Für das Voranschreiten der europäischen Integration ist nach alledem zunächst die Frage zu beantworten, auf welcher gemeinsamen Homogenitätsbasis „Europa” fußen soll. Vormals nationalstaatliche Aufgaben gehen auch in Zukunft auf überstaatliche Organisationen über. Durch den als Globalisierung umschriebenen Prozeß lockere sich auch die Bindung zwischen Staat und Bürger. Daher treten die Staaten in einen Wettbewerb um die besten Lebensbedingungen: „Legitim ist der Staat, in dem die Bürger leben wollen.” Identität müsse daher auf eine stärker rationale Basis gestellt, fortlaufend kulturell erarbeitet und neu erworben und gerechtfertigt werden.

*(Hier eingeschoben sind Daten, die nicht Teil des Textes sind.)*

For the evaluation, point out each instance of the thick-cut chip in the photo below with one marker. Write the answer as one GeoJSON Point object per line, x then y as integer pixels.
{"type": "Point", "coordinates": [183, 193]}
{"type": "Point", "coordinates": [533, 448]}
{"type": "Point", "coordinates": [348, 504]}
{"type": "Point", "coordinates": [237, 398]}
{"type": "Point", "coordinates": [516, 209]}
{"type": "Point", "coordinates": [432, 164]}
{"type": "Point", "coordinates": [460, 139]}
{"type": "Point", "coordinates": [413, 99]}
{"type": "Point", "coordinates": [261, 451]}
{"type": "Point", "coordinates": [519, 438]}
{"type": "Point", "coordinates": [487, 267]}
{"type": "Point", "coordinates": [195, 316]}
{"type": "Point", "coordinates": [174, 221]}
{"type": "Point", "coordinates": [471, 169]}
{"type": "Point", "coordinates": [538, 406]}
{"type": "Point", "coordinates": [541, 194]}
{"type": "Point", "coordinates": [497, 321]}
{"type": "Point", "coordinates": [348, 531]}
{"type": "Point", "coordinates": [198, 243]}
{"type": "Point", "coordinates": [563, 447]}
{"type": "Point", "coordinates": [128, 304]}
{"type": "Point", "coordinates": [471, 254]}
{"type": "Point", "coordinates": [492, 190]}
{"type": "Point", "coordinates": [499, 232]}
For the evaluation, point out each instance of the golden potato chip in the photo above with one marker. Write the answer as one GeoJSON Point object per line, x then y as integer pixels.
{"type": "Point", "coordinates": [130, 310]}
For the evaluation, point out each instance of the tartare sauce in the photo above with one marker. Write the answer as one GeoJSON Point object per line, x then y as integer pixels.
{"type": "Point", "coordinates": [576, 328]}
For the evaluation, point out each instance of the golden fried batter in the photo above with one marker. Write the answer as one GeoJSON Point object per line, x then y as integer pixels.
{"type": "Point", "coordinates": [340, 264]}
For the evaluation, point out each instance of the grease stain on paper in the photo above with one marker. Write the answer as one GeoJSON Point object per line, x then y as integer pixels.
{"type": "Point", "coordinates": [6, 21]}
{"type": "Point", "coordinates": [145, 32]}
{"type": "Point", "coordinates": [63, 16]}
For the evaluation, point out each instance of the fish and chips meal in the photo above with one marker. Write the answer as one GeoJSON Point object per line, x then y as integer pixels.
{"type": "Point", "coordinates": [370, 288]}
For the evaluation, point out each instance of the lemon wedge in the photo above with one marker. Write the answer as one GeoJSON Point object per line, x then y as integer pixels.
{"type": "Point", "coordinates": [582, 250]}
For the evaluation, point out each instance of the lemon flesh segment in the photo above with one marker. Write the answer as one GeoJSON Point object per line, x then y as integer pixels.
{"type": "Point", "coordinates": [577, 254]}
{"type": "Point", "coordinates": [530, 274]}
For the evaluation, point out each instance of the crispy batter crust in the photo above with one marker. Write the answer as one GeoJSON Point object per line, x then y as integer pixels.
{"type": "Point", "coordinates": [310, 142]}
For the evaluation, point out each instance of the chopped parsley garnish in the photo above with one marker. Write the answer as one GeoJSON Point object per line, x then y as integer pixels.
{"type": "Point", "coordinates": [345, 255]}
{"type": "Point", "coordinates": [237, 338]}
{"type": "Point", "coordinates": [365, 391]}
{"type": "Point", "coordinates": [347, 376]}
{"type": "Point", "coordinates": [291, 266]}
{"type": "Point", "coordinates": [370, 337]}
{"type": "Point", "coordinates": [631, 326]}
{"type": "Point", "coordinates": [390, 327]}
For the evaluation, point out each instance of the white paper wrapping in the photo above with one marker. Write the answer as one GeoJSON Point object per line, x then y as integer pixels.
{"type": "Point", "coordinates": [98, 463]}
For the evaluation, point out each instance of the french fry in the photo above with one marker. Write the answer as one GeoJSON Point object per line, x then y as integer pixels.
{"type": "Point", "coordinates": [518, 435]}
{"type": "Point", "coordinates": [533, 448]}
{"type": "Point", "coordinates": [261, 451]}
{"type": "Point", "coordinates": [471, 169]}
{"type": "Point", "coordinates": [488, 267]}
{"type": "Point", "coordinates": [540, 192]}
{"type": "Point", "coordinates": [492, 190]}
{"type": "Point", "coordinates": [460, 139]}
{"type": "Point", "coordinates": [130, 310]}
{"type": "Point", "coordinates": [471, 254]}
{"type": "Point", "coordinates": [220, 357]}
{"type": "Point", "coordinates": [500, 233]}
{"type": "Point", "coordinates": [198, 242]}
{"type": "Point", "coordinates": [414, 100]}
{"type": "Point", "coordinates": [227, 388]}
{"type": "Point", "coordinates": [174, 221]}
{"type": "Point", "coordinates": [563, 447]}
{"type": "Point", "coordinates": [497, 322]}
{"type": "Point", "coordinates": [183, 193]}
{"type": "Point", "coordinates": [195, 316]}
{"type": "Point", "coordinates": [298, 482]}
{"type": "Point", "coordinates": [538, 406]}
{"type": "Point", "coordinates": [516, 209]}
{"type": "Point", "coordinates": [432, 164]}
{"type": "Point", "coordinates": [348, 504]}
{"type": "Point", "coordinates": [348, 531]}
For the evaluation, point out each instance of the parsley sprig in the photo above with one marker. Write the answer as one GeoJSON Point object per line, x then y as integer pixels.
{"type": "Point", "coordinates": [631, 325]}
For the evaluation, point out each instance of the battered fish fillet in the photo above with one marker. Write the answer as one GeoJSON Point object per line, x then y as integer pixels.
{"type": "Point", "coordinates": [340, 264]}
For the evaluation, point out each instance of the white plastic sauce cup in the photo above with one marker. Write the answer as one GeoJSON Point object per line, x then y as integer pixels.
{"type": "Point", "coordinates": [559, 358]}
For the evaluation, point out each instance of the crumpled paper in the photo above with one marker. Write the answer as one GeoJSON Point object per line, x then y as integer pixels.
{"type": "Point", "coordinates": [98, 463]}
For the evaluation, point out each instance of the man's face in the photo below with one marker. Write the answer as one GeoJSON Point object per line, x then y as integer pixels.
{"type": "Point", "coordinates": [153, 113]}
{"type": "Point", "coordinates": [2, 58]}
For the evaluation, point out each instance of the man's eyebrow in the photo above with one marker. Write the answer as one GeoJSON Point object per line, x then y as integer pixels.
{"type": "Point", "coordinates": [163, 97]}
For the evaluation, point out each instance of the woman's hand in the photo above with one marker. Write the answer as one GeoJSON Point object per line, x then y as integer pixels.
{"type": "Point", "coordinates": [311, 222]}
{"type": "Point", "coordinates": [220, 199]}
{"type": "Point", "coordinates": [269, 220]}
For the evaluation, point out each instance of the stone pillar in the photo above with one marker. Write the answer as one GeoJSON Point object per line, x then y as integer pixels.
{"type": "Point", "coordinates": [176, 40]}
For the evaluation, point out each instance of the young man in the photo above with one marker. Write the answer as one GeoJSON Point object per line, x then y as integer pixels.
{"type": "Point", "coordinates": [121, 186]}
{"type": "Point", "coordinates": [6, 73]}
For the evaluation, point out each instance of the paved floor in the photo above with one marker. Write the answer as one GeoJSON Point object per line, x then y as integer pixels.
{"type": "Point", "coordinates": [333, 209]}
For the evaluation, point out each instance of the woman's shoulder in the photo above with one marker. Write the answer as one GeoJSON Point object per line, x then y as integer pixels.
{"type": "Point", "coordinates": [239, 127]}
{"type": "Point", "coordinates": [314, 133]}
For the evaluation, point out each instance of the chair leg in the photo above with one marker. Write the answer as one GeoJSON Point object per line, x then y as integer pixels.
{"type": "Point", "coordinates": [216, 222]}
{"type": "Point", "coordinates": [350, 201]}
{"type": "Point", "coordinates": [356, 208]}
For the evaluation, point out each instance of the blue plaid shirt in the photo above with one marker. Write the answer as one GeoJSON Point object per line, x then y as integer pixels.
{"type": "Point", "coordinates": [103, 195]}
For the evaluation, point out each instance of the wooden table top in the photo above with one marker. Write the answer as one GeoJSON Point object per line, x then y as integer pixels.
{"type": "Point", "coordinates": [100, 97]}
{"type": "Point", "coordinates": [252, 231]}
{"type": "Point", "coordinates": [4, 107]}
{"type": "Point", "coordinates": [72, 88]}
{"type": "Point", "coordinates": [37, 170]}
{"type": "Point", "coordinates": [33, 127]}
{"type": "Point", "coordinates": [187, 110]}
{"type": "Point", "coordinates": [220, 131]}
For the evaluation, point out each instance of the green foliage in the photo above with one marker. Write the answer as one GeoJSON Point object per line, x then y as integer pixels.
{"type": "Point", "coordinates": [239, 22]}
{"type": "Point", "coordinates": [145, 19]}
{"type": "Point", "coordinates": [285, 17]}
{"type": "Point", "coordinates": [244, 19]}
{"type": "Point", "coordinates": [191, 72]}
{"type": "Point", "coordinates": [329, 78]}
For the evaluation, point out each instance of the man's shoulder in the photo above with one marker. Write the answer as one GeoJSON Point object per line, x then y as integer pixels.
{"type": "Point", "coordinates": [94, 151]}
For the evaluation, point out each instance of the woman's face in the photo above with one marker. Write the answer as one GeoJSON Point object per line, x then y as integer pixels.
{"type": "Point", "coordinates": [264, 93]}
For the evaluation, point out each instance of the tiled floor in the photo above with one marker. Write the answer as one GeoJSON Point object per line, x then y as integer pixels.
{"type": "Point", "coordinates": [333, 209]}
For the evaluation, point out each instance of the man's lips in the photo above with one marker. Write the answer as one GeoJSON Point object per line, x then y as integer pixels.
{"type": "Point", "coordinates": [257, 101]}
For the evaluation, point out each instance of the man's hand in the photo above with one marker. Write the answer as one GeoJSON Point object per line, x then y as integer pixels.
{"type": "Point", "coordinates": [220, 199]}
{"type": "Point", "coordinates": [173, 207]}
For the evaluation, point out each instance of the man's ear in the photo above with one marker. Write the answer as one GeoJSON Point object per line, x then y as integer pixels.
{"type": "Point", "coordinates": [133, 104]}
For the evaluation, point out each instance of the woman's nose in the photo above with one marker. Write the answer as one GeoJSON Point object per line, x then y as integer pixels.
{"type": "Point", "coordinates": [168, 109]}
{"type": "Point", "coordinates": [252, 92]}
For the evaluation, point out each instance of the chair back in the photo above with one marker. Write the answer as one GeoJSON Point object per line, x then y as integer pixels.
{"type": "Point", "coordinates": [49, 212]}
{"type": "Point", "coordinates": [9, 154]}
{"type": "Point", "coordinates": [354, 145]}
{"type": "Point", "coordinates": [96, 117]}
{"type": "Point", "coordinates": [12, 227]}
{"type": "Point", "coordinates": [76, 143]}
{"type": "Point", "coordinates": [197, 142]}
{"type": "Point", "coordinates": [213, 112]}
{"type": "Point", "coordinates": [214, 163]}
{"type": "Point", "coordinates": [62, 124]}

Die nationale sei nicht die einzige denkbare kollektive Identität. Indes wird diese gerade vor dem Hintergrund der islamischen Bedrohung nur durch eine Verbundenheit überlagert werden können, die so stark ist, daß sie „auch in Gefährdungslagen die staatliche Einheit”, also ebenfalls das Opfer trägt. Ein rein rationaler, etwa wirtschaftspolitischer Zusammenschluß ohne „nicht-rationale Tiefendimension” werde dies nicht vermögen. Daher sei auch der deutsche „Verfassungspatriotismus” konzeptionell untauglich. Die notwendige europäische Identität könne nicht durch Überwindung der nationalen Identitäten geschaffen werden, sondern nur aus ihnen erwachsen. Die Europäische Verfassung schaffe nicht die Identität Europas, sondern setze sie voraus. Hierzu sei unabdingbar, daß der rationalen wie der emotionalen, der rechtlichen wie der nationalen, der bündischen wie der homogenen Basis der Mitgliedstaaten Rechnung getragen werde. Denn zur Menschenwürde gehöre auch, seine im konkret biographisch vorgegebenen Sozialverband erlangte Individualität behalten zu dürfen.